For this reason, do not buy a car just before buying a flat. The five-year car loan is expensive, and will contribute so much to your TDSR that you'll have a tough time getting a home loan.
Credit cards in Singapore can be great tools for saving money and squeezing the most value out of every dollar spent — as long as you use them right. That means making full repayment every time. If you maintain rollover debt (you don’t pay credit card bills in full), two things can happen.
The first is that all your savings and investments, be they endowment plans or fixed deposits, will be wiped out to pay the high interest on your credit card. It is almost impossible to “out-save” the credit card interest rate of 24% per annum.

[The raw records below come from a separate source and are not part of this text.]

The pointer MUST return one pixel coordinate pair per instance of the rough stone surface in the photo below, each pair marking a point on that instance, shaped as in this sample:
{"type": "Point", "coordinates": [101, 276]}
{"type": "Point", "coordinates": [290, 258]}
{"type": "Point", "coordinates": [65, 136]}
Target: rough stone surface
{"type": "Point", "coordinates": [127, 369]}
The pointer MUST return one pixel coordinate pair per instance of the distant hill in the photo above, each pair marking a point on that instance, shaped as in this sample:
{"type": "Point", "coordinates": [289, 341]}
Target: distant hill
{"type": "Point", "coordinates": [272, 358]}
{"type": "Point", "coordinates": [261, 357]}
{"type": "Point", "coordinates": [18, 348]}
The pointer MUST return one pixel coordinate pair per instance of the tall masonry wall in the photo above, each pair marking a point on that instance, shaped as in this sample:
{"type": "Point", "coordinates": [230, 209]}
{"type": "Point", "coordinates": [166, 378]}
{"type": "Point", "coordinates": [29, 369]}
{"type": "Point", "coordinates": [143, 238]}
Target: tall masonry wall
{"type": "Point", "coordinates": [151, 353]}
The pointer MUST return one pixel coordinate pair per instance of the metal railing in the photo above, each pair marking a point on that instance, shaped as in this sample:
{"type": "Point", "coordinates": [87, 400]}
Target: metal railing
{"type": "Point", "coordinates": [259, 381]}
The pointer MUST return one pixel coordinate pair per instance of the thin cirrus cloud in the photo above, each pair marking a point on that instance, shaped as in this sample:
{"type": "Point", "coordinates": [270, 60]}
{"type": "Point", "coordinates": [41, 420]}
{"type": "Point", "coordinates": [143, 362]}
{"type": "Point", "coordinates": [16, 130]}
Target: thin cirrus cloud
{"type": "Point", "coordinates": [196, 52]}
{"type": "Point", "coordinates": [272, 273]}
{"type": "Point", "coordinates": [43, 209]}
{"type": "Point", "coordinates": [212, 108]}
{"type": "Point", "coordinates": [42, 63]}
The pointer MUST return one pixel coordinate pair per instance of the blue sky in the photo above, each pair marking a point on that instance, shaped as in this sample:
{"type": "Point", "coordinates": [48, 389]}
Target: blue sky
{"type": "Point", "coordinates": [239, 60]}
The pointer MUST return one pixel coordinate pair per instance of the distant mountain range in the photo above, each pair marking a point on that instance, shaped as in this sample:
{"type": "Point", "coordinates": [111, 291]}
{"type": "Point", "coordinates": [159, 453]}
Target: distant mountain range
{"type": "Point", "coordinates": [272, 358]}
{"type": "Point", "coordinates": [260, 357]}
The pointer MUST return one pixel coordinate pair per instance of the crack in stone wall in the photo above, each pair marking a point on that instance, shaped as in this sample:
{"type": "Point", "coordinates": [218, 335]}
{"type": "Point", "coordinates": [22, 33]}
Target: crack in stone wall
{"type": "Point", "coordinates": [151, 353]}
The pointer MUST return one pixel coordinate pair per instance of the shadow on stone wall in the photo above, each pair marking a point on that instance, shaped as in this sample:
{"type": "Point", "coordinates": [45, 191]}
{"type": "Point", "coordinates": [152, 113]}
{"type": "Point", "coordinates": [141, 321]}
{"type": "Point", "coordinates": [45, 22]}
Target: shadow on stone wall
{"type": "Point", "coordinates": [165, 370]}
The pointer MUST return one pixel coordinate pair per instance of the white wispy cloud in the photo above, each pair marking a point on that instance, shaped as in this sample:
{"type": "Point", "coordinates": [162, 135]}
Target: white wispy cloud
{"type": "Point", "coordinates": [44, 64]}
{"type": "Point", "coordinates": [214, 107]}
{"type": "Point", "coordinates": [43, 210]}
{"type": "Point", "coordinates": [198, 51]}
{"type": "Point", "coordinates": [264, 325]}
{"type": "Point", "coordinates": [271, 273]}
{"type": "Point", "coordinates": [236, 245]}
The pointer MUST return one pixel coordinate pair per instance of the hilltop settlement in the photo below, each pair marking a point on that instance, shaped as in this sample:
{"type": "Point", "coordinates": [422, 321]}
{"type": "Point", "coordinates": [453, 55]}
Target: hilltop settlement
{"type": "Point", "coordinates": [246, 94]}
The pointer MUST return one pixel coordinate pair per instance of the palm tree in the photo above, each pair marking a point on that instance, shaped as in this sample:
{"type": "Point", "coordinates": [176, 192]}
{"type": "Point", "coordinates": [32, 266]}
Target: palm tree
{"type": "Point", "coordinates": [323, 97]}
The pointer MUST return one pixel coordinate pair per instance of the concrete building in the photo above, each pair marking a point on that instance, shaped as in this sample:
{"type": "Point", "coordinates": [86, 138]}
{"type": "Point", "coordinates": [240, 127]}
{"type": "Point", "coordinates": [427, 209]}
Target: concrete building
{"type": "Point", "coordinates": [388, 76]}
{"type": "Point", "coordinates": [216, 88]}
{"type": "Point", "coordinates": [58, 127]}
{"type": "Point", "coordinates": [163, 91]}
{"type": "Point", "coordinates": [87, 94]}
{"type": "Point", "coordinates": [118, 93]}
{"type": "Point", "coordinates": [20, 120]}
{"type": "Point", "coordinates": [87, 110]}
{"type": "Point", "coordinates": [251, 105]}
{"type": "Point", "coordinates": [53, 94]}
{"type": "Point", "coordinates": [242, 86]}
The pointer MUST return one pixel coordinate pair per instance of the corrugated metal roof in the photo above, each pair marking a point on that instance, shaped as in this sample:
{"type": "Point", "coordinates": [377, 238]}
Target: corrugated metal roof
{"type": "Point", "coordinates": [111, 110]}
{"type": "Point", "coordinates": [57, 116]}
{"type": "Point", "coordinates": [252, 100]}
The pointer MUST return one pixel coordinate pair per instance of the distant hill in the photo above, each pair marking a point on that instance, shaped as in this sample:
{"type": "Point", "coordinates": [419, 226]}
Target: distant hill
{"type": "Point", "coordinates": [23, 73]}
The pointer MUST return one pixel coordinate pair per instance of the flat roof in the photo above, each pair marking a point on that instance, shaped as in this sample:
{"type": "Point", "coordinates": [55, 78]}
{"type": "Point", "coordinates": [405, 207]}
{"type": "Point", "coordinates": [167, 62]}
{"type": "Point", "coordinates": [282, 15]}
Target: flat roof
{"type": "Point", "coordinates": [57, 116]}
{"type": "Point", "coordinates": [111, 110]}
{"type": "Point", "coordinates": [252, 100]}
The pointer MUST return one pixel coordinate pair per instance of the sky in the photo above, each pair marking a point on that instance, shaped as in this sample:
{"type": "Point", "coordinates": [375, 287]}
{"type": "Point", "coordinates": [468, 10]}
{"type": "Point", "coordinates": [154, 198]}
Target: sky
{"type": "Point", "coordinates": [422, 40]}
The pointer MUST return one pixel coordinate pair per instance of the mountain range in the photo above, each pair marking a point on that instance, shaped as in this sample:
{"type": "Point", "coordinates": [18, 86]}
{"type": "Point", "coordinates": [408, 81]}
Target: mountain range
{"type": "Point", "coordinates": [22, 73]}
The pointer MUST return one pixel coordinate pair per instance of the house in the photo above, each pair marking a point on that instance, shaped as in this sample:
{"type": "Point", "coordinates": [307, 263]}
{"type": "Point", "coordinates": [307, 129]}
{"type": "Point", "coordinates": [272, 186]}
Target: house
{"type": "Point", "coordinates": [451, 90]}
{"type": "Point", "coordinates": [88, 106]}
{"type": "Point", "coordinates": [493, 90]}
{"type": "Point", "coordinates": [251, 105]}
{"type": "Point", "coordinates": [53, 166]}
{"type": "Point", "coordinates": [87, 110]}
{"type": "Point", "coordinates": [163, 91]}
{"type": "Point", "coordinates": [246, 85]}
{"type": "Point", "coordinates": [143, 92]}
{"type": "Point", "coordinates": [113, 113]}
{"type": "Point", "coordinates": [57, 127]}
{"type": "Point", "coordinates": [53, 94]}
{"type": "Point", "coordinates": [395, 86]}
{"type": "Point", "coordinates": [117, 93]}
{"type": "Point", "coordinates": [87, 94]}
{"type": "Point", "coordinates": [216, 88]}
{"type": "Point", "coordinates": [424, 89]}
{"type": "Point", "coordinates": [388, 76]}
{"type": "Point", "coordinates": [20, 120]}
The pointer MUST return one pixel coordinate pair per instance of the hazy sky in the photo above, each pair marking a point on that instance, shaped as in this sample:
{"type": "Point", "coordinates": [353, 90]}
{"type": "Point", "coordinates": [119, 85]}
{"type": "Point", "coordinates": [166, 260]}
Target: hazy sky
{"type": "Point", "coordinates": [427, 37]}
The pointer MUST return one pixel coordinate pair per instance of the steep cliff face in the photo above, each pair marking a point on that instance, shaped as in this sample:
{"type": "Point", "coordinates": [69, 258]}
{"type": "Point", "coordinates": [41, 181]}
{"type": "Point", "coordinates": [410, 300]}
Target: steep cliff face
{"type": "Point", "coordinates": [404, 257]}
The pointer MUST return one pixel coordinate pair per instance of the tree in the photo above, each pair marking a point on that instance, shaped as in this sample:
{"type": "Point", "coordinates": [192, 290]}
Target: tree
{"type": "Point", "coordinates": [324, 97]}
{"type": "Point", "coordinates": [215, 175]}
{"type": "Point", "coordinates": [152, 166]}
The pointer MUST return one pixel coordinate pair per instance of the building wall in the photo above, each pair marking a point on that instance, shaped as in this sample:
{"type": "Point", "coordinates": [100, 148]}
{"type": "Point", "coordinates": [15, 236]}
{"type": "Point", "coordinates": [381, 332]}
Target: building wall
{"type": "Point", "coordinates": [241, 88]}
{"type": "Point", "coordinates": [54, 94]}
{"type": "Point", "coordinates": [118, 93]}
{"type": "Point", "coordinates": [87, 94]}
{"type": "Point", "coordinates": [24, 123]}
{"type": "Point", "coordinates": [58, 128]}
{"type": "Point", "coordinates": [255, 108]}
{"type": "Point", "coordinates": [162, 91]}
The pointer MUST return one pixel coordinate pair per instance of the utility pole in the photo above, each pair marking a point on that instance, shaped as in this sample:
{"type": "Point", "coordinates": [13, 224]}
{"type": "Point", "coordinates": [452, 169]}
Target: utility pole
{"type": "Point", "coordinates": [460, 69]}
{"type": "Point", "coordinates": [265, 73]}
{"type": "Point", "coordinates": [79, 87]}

Second, if you are late with credit card repayments — or have a history of only making minimum repayments — this will affect your credit rating. Both banks and HDB may choose to grant your smaller loans, or refuse to give you loans altogether. Your history with credit cards does impact your chances of buying a flat.
You may not have a choice about debt. Sometimes you will need an education loan, or a loan for family reasons, or any of the other times in life when it makes sense to consider getting a personal loan.
If this happens, you must be extremely stingy. Nitpick over details, such as administrative fees, and compare loan options extensively to get the lowest rate.
Securing the right home loan is crucial for your apartment purchase. Compare interest rates and loan packages from various banks in Singapore to find the most favourable terms.